Prologue: My Ideal Type
And at the sight of you
My body shivers in blue
Nobody can see me through
Like how you do
...
Love is a game. It can bring you fame, or it can bring you shame. For me, it brought pain. An impeccable amount of pain settled in me for a while, after whom I was sure the love of my life gave up on me, only for it further turn into fear of relationships and heavy judgement of potential partners.
My standards were fairly high. A fundamentally sweet and sensitive guy with a power and authoritative persona was what I looked for. A guy who knew all the right things to say to a woman and simultaneously possessed the quality of a well evolved person that believed in a philosophy that terminates racism, sexism and pride, and lays its foundation on love and empathy.
Most guys either had ideals that I didn't favor or were less flirty. I needed someone who could do both. And he could mostly do both. I was looking for someone better than him and that someone never showed up.
We had great chemistry in high school, infamous for how cute we were.
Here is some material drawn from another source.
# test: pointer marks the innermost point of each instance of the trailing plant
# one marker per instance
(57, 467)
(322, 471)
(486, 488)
We weren't the typical cheesy pair, but the rendition of Tom and Jerry. Our love language was envied by a lot. But what that lot didn't realize was he always left me confused. And despite our feelings, we never dated. I presumed that he had some personal issues. But after a huge deal of a fight and long term ghosting, I learnt that he began dating his best friend. My thoughts then became clear and the reality hit me like a storm. Since then, I never looked for love.
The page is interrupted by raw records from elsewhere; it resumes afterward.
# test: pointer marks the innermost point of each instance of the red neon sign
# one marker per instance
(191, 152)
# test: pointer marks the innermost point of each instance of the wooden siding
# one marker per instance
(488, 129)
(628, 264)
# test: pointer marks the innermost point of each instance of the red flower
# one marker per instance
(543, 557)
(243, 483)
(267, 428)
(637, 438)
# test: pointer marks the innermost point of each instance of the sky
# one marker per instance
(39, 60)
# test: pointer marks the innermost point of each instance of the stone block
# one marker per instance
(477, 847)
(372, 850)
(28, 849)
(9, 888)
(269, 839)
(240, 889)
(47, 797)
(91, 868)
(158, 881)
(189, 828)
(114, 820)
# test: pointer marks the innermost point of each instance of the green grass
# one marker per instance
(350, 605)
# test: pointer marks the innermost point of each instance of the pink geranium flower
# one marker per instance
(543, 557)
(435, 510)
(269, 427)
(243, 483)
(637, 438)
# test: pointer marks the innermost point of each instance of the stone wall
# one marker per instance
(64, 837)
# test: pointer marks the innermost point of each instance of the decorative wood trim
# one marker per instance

First reason was the amount of focus my career and goals needed. And second reason was the fear of complications. I gained nothing out of it and found no one I could risk it all for. My standards were high but fair, and no one ever crossed them or at least my ex-love's mark.
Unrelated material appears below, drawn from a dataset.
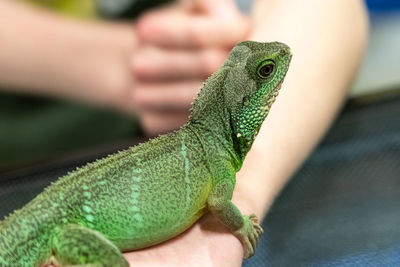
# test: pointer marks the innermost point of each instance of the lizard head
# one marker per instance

I was happier than ever when I worked and was being productive. In a way it felt peaceful, though I least occasionally felt lonely. I graduated from college in four years after my love tragedy and worked my dream job under NASA as an astrophysicist and systems engineer. Already three years into the job and a significant amount of achievements, the last thing I could think of was him. He wasn't lingering in my mind because I loved him or whatever. It was only because he was the last person that I romantically had feelings for.
And after all these years and changes in my life, I nearly forgot him, until now again.